25. LEGAL PROCEEDINGS
In January 2007, the European Commission adopted a decision imposing fines on 19 companies, including the Company,
for violating EU competition laws in the gas insulated switchgear market. The Company was individually fined 86.25
million and was also fined 4.65 million jointly and severally with Mitsubishi Electric Corporation. Following its own
investigation, the Company contends that it has not found any infringement of EU competition laws, and it is bringing an
action to the European Court of First Instance seeking annulment of the European Commissions decision.
The Group undertakes global business operations and is involved from time to time in disputes, including lawsuits and
other legal proceedings and investigations by relevant authorities. There is a possibility that such case may arise in the
future. Due to differences in judicial systems and the uncertainties inherent in such proceedings, the Group may be
subject to a ruling requiring payment of amounts far exceeding its expectations. Any judgement or decision unfavorable to
the Group could have a materially adverse effect on the Groups business, results of operations or financial condition. The
possibility cannot be stated as nil that, under certain circumstances, an action is filed that has an extremely remote chance
of a ruling that requires payment but involves an appeal for a significant amount of money.
The Group’s Management believes that there are meritorious defenses to all of these legal procedures, including
lawsuits and investigations. Based on the information currently available to both the Group and its legal counsel,
Management believes that such legal procedures, if any, would not have a material adverse effect on the financial position
or the results of operations of the Group.
26. ENVIRONMENTAL LIABILITIES
The Japanese environmental regulation, “Law Concerning Special Measure against poly chlorinated biphenyl (“PCB”)

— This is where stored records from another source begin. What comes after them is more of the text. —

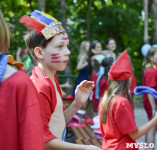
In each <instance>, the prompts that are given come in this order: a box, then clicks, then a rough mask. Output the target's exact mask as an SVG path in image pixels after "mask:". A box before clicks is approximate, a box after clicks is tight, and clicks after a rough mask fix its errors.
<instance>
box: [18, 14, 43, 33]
mask: <svg viewBox="0 0 157 150" xmlns="http://www.w3.org/2000/svg"><path fill="white" fill-rule="evenodd" d="M20 23H24V24H25V25H26V26H27V27H29V28H31V29H33V30H35V31H36V32H37V33H38V34H41V30H43V29H44V28H45V27H46V26H45V25H43V24H41V23H39V22H38V21H36V20H35V19H33V18H31V17H29V16H26V15H25V16H23V17H22V18H21V19H20Z"/></svg>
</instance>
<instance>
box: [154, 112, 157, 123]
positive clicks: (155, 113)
mask: <svg viewBox="0 0 157 150" xmlns="http://www.w3.org/2000/svg"><path fill="white" fill-rule="evenodd" d="M154 118H155V120H156V122H157V112H156V113H155V115H154Z"/></svg>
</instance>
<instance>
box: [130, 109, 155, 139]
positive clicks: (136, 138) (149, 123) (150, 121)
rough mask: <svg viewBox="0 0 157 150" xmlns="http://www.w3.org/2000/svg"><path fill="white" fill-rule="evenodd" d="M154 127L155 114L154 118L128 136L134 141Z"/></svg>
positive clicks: (130, 133) (140, 126)
mask: <svg viewBox="0 0 157 150" xmlns="http://www.w3.org/2000/svg"><path fill="white" fill-rule="evenodd" d="M155 125H157V112H156V113H155V117H154V118H153V119H152V120H150V121H149V122H148V123H146V124H145V125H143V126H140V127H139V128H138V129H137V130H136V131H134V132H131V133H129V134H128V135H129V136H130V137H131V138H132V139H133V140H136V139H138V138H140V137H141V136H143V135H144V134H146V133H147V132H148V131H150V130H151V129H152V128H153V127H154V126H155Z"/></svg>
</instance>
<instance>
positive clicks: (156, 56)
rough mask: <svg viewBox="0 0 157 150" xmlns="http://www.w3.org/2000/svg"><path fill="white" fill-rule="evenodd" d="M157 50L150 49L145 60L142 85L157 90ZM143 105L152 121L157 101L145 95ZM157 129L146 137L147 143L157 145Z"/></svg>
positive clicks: (143, 101) (151, 48)
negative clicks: (144, 66) (144, 67)
mask: <svg viewBox="0 0 157 150" xmlns="http://www.w3.org/2000/svg"><path fill="white" fill-rule="evenodd" d="M156 68H157V48H156V47H152V48H150V49H149V51H148V53H147V55H146V59H145V70H144V74H143V80H142V85H143V86H148V87H151V88H154V89H155V90H157V70H156ZM143 105H144V108H145V110H146V113H147V115H148V119H149V120H151V119H152V118H153V116H154V115H155V113H156V111H157V101H156V99H155V98H154V97H153V96H152V95H150V94H143ZM156 131H157V128H156V127H154V128H153V129H151V130H150V131H149V132H148V133H147V135H146V138H145V139H146V142H147V143H155V134H156Z"/></svg>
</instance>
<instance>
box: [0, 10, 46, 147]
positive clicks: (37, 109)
mask: <svg viewBox="0 0 157 150" xmlns="http://www.w3.org/2000/svg"><path fill="white" fill-rule="evenodd" d="M0 39H1V40H0V150H44V143H43V135H42V120H41V112H40V106H39V100H38V99H39V97H38V94H37V91H36V89H35V87H34V85H33V83H32V81H31V80H30V78H29V76H28V75H27V74H26V73H24V72H23V71H20V70H17V67H21V63H18V62H13V57H12V56H7V55H5V54H4V53H5V52H7V51H8V49H9V47H10V31H9V27H8V23H6V22H5V20H4V18H3V14H2V13H1V11H0Z"/></svg>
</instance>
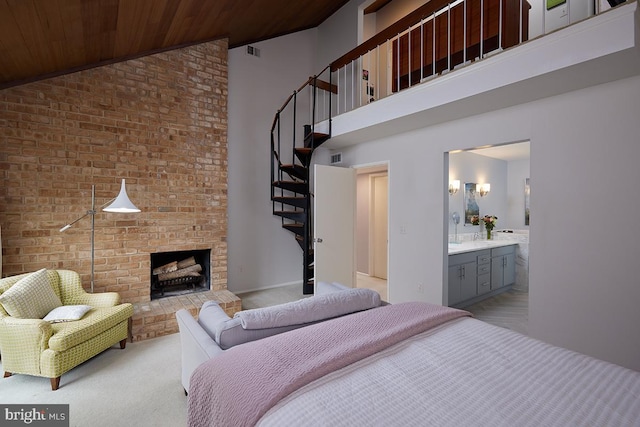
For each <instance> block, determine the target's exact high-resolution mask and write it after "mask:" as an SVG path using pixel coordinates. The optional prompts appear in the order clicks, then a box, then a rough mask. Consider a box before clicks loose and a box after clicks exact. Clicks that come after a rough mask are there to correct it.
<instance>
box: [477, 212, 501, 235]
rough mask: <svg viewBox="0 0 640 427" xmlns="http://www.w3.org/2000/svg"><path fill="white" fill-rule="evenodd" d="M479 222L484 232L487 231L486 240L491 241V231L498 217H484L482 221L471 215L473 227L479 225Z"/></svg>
mask: <svg viewBox="0 0 640 427" xmlns="http://www.w3.org/2000/svg"><path fill="white" fill-rule="evenodd" d="M481 221H482V225H484V228H485V230H487V240H491V230H493V229H494V227H495V226H496V224H497V222H498V217H497V216H495V215H485V216H484V217H482V219H481V218H480V216H479V215H473V216H472V217H471V224H473V225H480V222H481Z"/></svg>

waste” requires PCB waste holders to dispose of all PCB waste by July 2016. The Group accrued ¥9,213 million ($111,000
thousand) and ¥9,030 million at March 31, 2011 and 2010, respectively, for environmental remediation and restoration
costs for products or equipment with PCB which some Group’s operations in Japan have retained.
The Westinghouse Group, consolidated subsidiaries of the Company, is subject to federal, state and local laws and
regulations relating to the discharge of pollutants into the environment, the disposal of hazardous wastes and other
related activities affecting the environment, and which have had and will continue to have an impact on the Group. It is
difficult to estimate the timing and ultimate costs to be incurred in the future due to uncertainties about the status of
laws, regulations and technology; the adequacy of information available for individual sites; the extended time periods
over which site remediation occurs; the availability of waste disposal capacity; and the identification of new sites.
The Group has, however, recognized an estimated liability of ¥6,569 million ($79,145 thousand) and ¥6,695 million as of
March 31, 2011 and 2010, respectively, measured in current dollars, for those sites where it is probable that a loss has been
incurred and the amount of the loss can be reasonably estimated.
The accrual will be adjusted as assessment and remediation efforts progress or as additional technical or legal
information become available. Management is of the opinion that the ultimate costs in excess of the amount accrued, if
any, would not have a material adverse effect on the financial position or the results of operations of the Group.